Comme si le théâtre était une parabole de l’écriture du poème, la
recherche à travers les autres de l’intime extérieur, la recherche de ce qu’on
ne sait pas de soi dans la Chronique du Grand Extérieur, vers « notre
pouvoir de divination commune » (11 août 1977).
Et c’est le retour fréquent de ce motif, qui est aussi incompréhensible
que la mort elle-même : « Et pendant toutes ces années ce qui le tient en
vie c’est la certitude rassurante de sa mort » (4-5 décembre 1977), avec
son inversion : « Mort – mais la trace du raisonnement subsiste » (30 août
1978). Le temps comme répétition, comme passé du présent, dans l’Inutilité de la confession (« j’avais alors près de cinquante ans »).

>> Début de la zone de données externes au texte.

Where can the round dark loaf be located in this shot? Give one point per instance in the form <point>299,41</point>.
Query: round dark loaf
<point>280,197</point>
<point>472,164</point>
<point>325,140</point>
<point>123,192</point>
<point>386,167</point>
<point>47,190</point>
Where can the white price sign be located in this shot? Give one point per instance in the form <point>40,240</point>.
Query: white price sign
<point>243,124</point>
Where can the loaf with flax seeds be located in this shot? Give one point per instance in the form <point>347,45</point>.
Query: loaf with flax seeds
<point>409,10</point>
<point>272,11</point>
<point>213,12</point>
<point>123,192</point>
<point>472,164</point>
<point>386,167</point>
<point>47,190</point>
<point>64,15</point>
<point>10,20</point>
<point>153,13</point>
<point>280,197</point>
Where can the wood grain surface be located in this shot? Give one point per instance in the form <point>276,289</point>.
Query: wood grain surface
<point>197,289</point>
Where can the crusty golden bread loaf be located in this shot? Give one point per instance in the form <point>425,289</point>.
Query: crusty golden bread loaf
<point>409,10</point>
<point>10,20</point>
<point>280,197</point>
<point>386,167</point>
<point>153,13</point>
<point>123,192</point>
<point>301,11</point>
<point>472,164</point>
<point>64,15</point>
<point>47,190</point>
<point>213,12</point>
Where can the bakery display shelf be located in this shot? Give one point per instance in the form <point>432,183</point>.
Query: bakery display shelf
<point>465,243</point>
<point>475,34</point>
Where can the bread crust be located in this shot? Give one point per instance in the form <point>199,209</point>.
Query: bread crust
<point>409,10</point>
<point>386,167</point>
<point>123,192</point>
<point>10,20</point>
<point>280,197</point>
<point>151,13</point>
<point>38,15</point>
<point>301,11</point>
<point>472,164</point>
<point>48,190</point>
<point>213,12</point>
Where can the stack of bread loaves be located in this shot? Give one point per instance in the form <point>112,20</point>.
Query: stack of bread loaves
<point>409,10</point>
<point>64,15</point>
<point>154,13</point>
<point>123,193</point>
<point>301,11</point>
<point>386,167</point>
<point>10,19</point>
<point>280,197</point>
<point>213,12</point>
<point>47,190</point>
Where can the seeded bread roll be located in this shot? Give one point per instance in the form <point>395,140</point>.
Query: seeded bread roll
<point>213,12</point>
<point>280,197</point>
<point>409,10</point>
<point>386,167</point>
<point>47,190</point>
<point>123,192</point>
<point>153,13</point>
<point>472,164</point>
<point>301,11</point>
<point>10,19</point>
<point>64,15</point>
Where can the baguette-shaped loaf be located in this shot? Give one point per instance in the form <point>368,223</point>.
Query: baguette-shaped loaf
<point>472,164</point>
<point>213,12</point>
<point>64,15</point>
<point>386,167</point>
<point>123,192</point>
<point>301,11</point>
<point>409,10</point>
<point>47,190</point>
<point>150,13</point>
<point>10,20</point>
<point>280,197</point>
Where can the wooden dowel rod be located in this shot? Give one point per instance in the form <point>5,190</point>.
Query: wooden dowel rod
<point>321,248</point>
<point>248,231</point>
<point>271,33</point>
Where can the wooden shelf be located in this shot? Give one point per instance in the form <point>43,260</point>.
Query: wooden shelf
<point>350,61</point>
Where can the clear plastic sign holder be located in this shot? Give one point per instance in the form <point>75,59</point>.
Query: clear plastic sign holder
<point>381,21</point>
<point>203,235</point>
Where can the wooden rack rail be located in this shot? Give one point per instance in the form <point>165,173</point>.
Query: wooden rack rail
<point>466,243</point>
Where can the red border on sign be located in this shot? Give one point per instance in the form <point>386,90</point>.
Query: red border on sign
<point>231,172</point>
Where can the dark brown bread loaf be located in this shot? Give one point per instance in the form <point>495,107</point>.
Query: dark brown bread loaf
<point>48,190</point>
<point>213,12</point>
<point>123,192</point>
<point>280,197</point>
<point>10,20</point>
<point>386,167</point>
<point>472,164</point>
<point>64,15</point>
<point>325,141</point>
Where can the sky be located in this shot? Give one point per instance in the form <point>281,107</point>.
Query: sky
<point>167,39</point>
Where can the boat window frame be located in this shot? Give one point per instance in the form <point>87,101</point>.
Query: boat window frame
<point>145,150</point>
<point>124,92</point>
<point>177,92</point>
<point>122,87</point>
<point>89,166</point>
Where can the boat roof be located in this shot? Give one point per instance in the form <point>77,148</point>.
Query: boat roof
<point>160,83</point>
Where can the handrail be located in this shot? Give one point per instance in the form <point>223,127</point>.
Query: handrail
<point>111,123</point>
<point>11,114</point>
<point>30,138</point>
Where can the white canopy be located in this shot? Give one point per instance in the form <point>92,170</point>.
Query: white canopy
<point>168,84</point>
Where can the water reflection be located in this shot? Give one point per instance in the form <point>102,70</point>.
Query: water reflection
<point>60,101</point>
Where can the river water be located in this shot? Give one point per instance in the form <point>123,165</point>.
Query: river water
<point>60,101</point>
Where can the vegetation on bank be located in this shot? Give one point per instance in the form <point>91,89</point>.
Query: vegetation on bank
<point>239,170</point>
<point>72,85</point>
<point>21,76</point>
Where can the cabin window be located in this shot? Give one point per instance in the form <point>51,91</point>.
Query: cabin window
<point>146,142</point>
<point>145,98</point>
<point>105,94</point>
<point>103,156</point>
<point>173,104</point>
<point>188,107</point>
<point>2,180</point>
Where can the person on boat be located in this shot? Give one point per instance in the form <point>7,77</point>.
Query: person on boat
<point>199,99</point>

Et de même qu’il tourne et retourne la mort, il tourne tourne
l’amour : « Il m’est arrivé une femme / dont le nom est un secret »
(6 novembre 1965). Mais ce qui le rattrape le plus est la solitude : « la
machine de solitude » (30 août 1978). Machine infernale dont il est le
bourreau et la victime. A la fois une misère physique et une communion :
« Je suis les autres. » (7 septembre 1968.) Sans jamais se perdre comme
centre. Ce que dit une lettre (du 26 décembre 1978) : « J’ai toujours voulu
être seul témoin de moi-même, seul au centre de moi-même, si je puis
dire. » Dans le passage sans arrêt entre le moment poème et le journal de
bord. Écrire, en contrepoint de l’éphémère du théâtre, l’anti-théâtre du
poème (anti-théâtre, parce que le corps est dans le poème, pas le poème
dans les corps), mais lui aussi est une phrase inachevée.